Here's a branch and bound solution. pretty fast!

import random
from typing import AbstractSet, Set, FrozenSet, Optional

Cocktail = FrozenSet[str]
Cocktails = AbstractSet[Cocktail]
Ingredients = Set[str]

class BranchBound(object):
    def __init__(self, max_calls: int, max_size: int) -> None:
        self.calls: int = max_calls
        self.max_size: int = max_size
        
        self.highest_score: int = 0
        self.highest: Cocktails = set()

    def search(self,
               candidates: Cocktails,
               partial: Optional[Cocktails] = None) -> Cocktails:
        if partial is None:
            partial = set()

        if self.calls <= 0:
            print('early stop')
            return self.highest

        self.calls -= 1

        score = len(partial)
        
        if score > self.highest_score:
            self.highest = partial
            self.highest_score = score
            print(self.highest_score)

        # what cocktails could be added without going over our
        # ingredient budget?
        partial_ingredients: Ingredients
        partial_ingredients = set().union(*partial)
        candidates = {cocktail for cocktail in candidates
                      if len(cocktail | partial_ingredients) <= self.max_size}

        possible_increment = len(candidates)

        # if adding all the associated ingredients of the candidates
        # takes us over the ingredient budget, then not all the
        # candidates can feasibly be added to our partial
        # solution.

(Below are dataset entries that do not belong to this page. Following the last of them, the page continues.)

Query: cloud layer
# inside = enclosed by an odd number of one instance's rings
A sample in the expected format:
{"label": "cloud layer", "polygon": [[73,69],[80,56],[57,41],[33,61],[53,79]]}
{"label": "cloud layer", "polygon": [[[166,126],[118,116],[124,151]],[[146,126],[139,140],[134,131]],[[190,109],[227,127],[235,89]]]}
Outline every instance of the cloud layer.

So, if there will be excess ingredients, we'll
        # reduce the upper bound of how many cocktails we might be
        # able to cover (possible_increment).
        candidate_ingredients: Ingredients
        candidate_ingredients = set().union(*candidates)
        excess_ingredients = (len(candidate_ingredients | partial_ingredients)
                              - self.max_size)

        if excess_ingredients > 0:
            # best case is that excess ingredients are concentrated in
            # some cocktails. if we are in this best case, then if we
            # remove the cocktails that add the most new ingredients
            # we'll be back under the ingredient budget
            #
            # note that we are just updating the bound. it could actually
            # be that we want to add one of these cocktails that add
            # a lot of ingredients
            ingredient_increases = sorted((len(cocktail - partial_ingredients)
                                           for cocktail in candidates),
                                          reverse=True)
            for ingredient_increase in ingredient_increases:
                possible_increment -= 1
                excess_ingredients -= ingredient_increase
                if excess_ingredients <= 0:
                    break

        threshold = self.highest_score - score
        
        if candidates and possible_increment > threshold:

            # i've tried a few heuristics like "next smallest
            # cocktail," and a random choice seems to be best so far
            best = min(candidates, key=lambda x: random.random())

            new_partial_ingredients = partial_ingredients | best
            covered_candidates = {cocktail for cocktail in candidates
                                  if cocktail <= new_partial_ingredients}

            self.search(candidates - covered_candidates,
                        partial | covered_candidates)

            # if a cocktail is not part of the optimum set than then
            # the optimum set cannot have the cocktail as a subset
            remaining = {cocktail for cocktail in candidates - set(best)
                         if not (best <= (cocktail | partial_ingredients))}

            self.search(remaining, partial)

        return self.highest


if __name__ == '__main__':
    import csv

    cocktails = {}

    with open('ingredients.csv') as f:
        reader = csv.reader(f)
        for row in reader:
            name, *ingredients = row
            cocktails[frozenset(ingredients)] = name
    
    bb = BranchBound(8000000, 16)
    best = bb.search(cocktails.keys())
    
    print(sorted(set().union(*best)))
    print(sorted(cocktails[k] for k in best))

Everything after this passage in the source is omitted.